For over three years, MU students have been notified about current threats on campus through MU Alert and the MU Police Department. MU Alert uses text messages, emails, website updates and social media to reach more than 95 percent of the student body in the event of an emergency.
This month, the Missouri Students Association’s open forum, Roar at Us, hosted MUPD Chief Doug Schwandt, Emergency Management Coordinator Eric Evans and MU spokesman Christian Basi for an open discussion about the program.
[Roar at Us](https://www.themaneater.com/stories/2016/8/22/msa-executive-cabinet-plans-monthly-open-forums/) is a new monthly forum hosted by MSA’s executive cabinet. The open forum serves to give students a voice to increase diversity and inclusivity on campus. Each forum will take place the first Thursday of every month in Leadership Auditorium.
About a dozen students attended the forum on Sept. 1. Discussion centered on how the MU Alert system functions.
Since the system was created, the alerts have consisted of a brief notification of a potential threat on campus, usually without a specific location. Students were notified through text message, email and Twitter. In response to the alerts, students requested more specific details from MU Alert and MUPD about what was going on.
“People called to ask what’s going on,” Schwandt said. “We don’t have time for that in an emergency.”

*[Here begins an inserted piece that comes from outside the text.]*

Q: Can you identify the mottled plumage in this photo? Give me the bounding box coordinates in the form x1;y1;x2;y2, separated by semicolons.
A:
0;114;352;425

MU Alert has now changed their system by adopting the Rave Mobile Safety platform of communication. Rave Mobile Safety hosts all police and emergency programs in Boone County. This change for MU Alert uses two dispatchers instead of one, as well as a hyperlink attached to each alert with more details about the potential threat.
“We can add a location now. That was one of the criticisms, asking where [the incident is] at,” Schwandt said. “Now we have a better system; we can do that.”
The hyperlink will take students to the MU Alert website, where there will be confirmed details about the suspect and the incident. The GoMizzou app now includes MU Alert access in the event of an emergency.
Despite the plans for change, hours after the forum, MU Alert sent mass emails and texts to the community with information about a reported robbery, leaving out the location of the emergency.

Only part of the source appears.